Later, God promised Moses to bring him and his people “to a land good and spacious, a land flowing with milk and honey.” (Exodus 3:8) But “like Abraham, Moses did not experience the fulfillment of God’s promise … Moses was told: ‘From a distance you will see the land, but you will not go there.’” (The Watchtower, September 15, 2011, page 19) Centuries later, “Jesus’ disciples were still expecting an earthly reign of the Messiah.” (The Watchtower, April 15, 1981, page 15) “Even after Jesus’ death and resurrection his disciples still expected the establishment of an earthly kingdom.” – The Watchtower, May 15, 1978, page 21.
Thousands of years after these events, Charles Taze Russell promised “that the ‘battle of the great day of God Almighty’ … will end in A. D. 1914 with the complete overthrow of earth’s present rulership.” (Millennial Dawn, volume II, The Time is at Hand, 1889 printing, page 101) In 1920, after Russell’s death, Joseph F. Rutherford promised “that the old order of things, the old world, is ending and is therefore passing away, and that the new order is coming in, and that 1925 shall mark the resurrection of the faithful worthies of old and the beginning of reconstruction,” and he called this promise “positive and indisputable.” – Millions Now Living Will Never Die, page 97.
Since the resurrection of Abraham failed to materialize in 1925, Rutherford promised again in 1938 that his followers would only have to “wait a few years, until the fiery storm of Armageddon is gone.” (Face the Facts, page 50) In the following decades, “the generation that saw the start of this age of lawlessness in 1914” was the object of promises. (The Watchtower, July 1, 1980, page 4) But “in faith all of these” – Abraham, Moses, Russell and his followers, Rutherford and his followers, virtually all of the ‘generation of 1914’ – “died, although they did not receive the fulfillment of the promises.” – Hebrews 11:13.

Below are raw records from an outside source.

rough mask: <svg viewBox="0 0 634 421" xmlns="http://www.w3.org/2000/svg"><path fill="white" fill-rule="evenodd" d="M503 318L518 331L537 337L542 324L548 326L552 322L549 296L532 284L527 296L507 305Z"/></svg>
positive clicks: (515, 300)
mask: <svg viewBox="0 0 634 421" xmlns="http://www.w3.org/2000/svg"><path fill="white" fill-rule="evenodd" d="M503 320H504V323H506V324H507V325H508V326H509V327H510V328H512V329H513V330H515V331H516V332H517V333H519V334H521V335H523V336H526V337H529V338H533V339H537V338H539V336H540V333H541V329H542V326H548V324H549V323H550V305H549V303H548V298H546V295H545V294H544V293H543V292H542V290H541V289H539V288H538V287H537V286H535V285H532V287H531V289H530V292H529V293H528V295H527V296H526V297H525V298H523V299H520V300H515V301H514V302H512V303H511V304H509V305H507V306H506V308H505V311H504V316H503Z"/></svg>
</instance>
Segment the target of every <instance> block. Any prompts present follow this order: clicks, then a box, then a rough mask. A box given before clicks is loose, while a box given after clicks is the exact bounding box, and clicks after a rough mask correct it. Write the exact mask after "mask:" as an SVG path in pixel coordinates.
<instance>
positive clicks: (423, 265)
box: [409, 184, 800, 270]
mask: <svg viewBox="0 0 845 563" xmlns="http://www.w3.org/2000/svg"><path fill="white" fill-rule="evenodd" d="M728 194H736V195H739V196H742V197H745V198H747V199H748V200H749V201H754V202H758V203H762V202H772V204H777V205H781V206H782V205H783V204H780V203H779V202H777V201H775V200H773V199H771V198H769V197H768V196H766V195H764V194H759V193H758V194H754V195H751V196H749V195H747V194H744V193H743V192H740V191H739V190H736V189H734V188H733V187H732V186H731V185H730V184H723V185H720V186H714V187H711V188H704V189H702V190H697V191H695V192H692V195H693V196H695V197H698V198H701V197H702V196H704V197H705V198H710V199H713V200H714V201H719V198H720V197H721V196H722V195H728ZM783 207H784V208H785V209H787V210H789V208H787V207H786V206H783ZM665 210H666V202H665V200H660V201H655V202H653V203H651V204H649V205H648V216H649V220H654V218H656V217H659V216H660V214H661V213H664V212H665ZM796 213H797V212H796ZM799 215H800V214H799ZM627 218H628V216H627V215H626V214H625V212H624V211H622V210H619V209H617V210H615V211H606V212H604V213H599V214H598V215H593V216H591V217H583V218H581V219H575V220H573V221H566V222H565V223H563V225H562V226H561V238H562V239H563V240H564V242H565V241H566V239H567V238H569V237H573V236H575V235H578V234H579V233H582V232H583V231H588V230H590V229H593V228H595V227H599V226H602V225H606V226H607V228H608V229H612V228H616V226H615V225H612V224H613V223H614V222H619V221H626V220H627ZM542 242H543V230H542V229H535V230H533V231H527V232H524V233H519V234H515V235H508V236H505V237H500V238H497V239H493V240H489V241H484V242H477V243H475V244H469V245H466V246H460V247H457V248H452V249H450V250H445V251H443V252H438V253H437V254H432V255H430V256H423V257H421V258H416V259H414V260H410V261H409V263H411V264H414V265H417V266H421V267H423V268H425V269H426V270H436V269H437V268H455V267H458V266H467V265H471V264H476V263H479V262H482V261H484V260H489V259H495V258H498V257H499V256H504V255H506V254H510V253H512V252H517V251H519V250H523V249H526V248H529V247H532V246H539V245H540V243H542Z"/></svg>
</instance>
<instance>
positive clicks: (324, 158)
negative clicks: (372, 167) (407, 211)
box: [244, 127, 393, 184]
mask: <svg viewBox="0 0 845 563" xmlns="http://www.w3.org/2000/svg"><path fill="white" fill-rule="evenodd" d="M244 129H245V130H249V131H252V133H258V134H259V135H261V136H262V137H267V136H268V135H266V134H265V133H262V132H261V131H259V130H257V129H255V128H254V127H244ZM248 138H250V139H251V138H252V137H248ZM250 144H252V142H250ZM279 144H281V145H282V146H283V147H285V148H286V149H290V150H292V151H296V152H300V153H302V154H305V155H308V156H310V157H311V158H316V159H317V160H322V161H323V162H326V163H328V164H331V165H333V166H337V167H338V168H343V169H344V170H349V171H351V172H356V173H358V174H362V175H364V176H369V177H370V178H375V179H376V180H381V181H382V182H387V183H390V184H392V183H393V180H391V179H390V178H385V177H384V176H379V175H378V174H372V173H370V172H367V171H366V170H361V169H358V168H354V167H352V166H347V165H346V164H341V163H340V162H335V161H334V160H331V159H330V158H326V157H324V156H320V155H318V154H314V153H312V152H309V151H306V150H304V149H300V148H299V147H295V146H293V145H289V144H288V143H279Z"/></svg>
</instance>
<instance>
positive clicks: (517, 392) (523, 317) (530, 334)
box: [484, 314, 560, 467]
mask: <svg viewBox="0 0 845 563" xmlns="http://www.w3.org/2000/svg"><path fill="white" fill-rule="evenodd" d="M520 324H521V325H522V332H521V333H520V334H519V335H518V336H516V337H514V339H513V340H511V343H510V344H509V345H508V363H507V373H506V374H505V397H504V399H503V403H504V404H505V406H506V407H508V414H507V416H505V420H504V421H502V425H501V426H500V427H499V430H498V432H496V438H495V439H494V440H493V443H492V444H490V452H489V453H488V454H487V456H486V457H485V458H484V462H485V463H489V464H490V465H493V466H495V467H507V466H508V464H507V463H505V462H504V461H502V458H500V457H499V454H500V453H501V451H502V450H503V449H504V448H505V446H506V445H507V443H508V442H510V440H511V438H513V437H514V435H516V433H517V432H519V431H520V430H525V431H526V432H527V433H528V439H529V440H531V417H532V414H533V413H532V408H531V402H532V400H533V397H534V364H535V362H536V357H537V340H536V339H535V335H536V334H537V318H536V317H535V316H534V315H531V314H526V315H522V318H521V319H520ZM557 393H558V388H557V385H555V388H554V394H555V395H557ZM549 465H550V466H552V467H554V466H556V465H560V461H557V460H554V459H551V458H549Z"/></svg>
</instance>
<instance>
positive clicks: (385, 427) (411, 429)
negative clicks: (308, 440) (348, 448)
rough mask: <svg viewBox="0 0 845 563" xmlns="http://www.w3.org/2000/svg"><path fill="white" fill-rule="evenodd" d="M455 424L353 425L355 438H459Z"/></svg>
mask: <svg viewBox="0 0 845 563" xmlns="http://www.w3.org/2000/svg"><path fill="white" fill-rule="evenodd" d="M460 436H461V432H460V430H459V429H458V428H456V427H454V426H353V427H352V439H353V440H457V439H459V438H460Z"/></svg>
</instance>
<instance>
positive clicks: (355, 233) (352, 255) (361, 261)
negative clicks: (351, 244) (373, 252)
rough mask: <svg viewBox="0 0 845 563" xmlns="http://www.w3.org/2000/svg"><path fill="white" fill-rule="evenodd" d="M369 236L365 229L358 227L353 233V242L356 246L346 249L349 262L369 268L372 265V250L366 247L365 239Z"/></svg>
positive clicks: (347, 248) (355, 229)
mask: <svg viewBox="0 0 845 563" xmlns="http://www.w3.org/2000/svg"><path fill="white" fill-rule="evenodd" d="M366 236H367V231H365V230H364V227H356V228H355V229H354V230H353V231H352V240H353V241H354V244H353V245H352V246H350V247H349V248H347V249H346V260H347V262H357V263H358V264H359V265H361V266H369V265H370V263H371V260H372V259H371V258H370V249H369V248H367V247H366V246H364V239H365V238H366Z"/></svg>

Today Jehovah’s Witnesses look forward to another one “of these divine judgments,” and they “expect the fulfillment of it very soon.” (The Watchtower, February 1, 2000, page 8) “Accordingly … [they] expect the great tribulation to begin soon.” (The Watchtower, May 1, 1999, page 16) “With eager anticipation … [they] await that new world.” (The Watchtower, April 15, 2010, page 11) But like Abraham and Moses, like all of God’s worshippers of old, like all Jehovah’s Witnesses before them and like all “true Christians” after them, they will ‘die in faith and not receive the fulfillment of the promises.’